The White House scrambled to put Joe Biden’s bipartisan infrastructure deal back on track on Saturday, after Republican senators balked at his surprise demand to pair the nearly $1tn plan with an even bigger investment package covering progressive policy priorities, a demand the president made on Thursday even while hailing the deal.
In a statement, Biden said he had “created the impression that I was issuing a veto threat on the very plan I had just agreed to, which was certainly not my intent”.
Biden said on Thursday he would not sign a bill arising from the infrastructure deal unless it was accompanied by trillions more in spending in a separate measure passed with only Democratic votes.
One senior Republican said the president had therefore made him and others look like “fucking idiots”.
Tensions appeared to have cooled by Saturday, after White House negotiators Steve Ricchetti and Louisa Terrell assured senators Biden remained enthusiastic about the deal and would make a forceful public case for it in trips around the US.
In his statement on Saturday afternoon, Biden said: “To be clear, our bipartisan agreement does not preclude Republicans from attempting to defeat my Families Plan. Likewise, they should have no objections to my devoted efforts to pass that Families Plan and other proposals in tandem. We will let the American people – and the Congress – decide.”
He added: “The bottom line is this. I gave my word to support the infrastructure plan and that is what I intend to do.”
A White House official subsequently said Biden’s first trip to promote the two plans would take him to Wisconsin on Tuesday.
The controversy pointed to the difficult path ahead. The two measures were always expected to move together through Congress, the bipartisan infrastructure plan needing 60 votes while the second bill would advance under rules allowing for passage solely with majority Democratic votes.

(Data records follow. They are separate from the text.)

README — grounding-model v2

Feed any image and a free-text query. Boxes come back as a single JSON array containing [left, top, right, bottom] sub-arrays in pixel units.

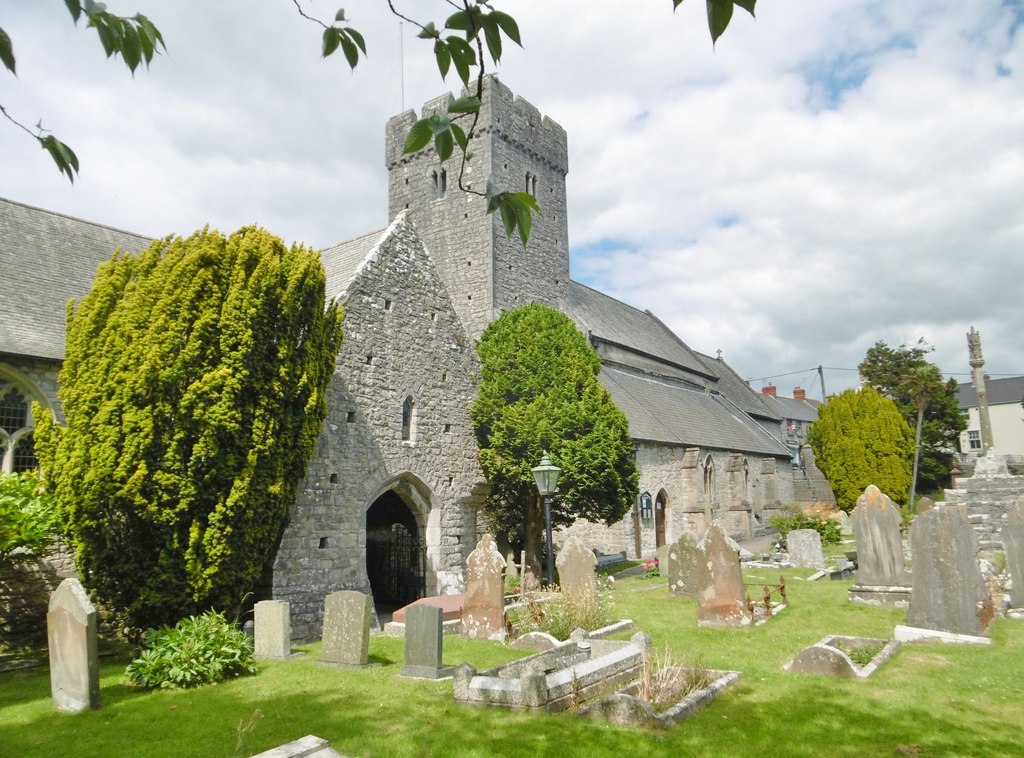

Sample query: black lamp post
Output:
[[530, 451, 562, 586]]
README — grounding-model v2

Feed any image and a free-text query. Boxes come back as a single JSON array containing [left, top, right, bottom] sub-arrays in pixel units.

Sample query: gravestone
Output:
[[697, 523, 753, 627], [46, 577, 99, 713], [318, 590, 373, 668], [1002, 498, 1024, 608], [253, 600, 292, 661], [401, 604, 455, 679], [665, 535, 703, 600], [850, 485, 910, 607], [555, 535, 597, 598], [785, 529, 825, 569], [462, 535, 505, 642], [906, 505, 992, 636]]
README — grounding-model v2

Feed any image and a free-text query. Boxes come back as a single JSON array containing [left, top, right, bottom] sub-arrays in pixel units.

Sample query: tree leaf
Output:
[[321, 27, 341, 58], [0, 27, 17, 76], [449, 95, 480, 113], [434, 40, 452, 81], [65, 0, 82, 24], [341, 34, 359, 69], [345, 27, 367, 55], [490, 11, 520, 47], [121, 24, 142, 74], [403, 119, 433, 153], [38, 134, 78, 184], [732, 0, 758, 15], [708, 0, 732, 44]]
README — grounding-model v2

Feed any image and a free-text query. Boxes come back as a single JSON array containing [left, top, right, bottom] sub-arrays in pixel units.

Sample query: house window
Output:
[[401, 395, 416, 443]]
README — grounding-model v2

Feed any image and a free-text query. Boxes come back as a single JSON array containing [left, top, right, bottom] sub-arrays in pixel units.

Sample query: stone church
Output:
[[0, 79, 830, 638]]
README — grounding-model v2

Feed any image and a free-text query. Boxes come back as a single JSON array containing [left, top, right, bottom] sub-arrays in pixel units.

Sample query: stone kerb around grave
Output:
[[782, 634, 900, 679], [849, 485, 910, 607]]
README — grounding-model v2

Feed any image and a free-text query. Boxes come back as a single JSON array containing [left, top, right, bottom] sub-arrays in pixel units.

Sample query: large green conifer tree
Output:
[[810, 387, 913, 511], [471, 304, 637, 572], [36, 226, 341, 627]]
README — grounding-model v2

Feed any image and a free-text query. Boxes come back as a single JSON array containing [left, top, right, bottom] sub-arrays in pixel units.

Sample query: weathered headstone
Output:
[[46, 577, 99, 713], [401, 605, 455, 679], [906, 506, 992, 636], [850, 485, 910, 607], [697, 523, 753, 627], [318, 590, 373, 668], [1002, 498, 1024, 608], [785, 529, 825, 569], [555, 535, 597, 597], [462, 535, 505, 641], [253, 600, 292, 660], [664, 535, 703, 600]]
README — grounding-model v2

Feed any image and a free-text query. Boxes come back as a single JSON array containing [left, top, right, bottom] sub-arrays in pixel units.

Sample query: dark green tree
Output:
[[471, 304, 638, 576], [36, 226, 341, 627], [858, 339, 967, 493], [809, 387, 913, 511]]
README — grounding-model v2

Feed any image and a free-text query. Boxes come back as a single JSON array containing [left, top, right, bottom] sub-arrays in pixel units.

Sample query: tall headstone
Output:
[[401, 604, 455, 679], [697, 523, 753, 627], [46, 577, 99, 713], [555, 535, 597, 597], [318, 590, 373, 668], [462, 535, 505, 641], [1002, 498, 1024, 608], [906, 505, 991, 636], [785, 529, 825, 569], [253, 600, 292, 660], [664, 535, 703, 600], [850, 485, 910, 607]]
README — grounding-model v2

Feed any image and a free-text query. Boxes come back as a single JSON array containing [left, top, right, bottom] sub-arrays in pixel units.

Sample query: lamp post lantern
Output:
[[530, 451, 562, 586]]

But what had been a celebratory moment for Biden and a group of 10 senators on Thursday was jolted by the president’s surprise insistence at a news conference that he would not sign the bipartisan bill unless Congress also passed his broader package.
Some senators felt blindsided. Lindsey Graham of South Carolina told Politico: “If he’s gonna tie them together, he can forget it! I’m not doing that. That’s extortion! I’m not going to do that. The Dems are being told you can’t get your bipartisan work product passed unless you sign on to what the left wants, and I’m not playing that game.”
Graham said “most Republicans” had not known about any linkage strategy.
“There’s no way,” he said. “You look like a fucking idiot now. I don’t mind bipartisanship, but I’m not going to do a suicide mission.”
On Friday the White House press secretary, Jen Psaki, said senators should not have been surprised. The two-track strategy, she said “hasn’t been a secret. He hasn’t said it quietly. He hasn’t even whispered it.”
Psaki said Biden would stand by the commitment he made to the senators “and he expects they’ll do the same”.
Nonetheless, the White House sought to allay concerns. In a call to the Democratic negotiator, Arizona senator Kyrsten Sinema, Biden said he looked forward to signing both bills, the White House said.
The two-track strategy seeks to assure liberals the infrastructure deal won’t be the only one and that the companion package, now containing nearly $6tn in childcare, Medicare and other spending, remains on the table.
The White House also wants to show centrist Democrats including Sinema and Joe Manchin of West Virginia it is working with Republicans before trying to push the broader package through Congress.
On Saturday, Biden said: “Some Democrats have said they might oppose the infrastructure plan because it omits items they think are important. That’s a mistake in my view.
“Some Republicans now say that they might oppose the infrastructure plan, because I am also trying to pass the American Families Plan. That is also a mistake in my view.
“I intend to work hard to get both of them passed because our country needs both.”
Speaking to the Associated Press on Friday, Senator Rob Portman of Ohio, the lead Republican negotiator, said: “My hope is that we’ll still get this done. It’s really good for America. Our infrastructure is in bad shape. It’s about time to get it done.”
Ten Republicans will be needed to pass the bipartisan deal. While the senators in the group which negotiated with Democrats are among some of the more independent-minded lawmakers, it appears Republican leader Mitch McConnell could peel away support.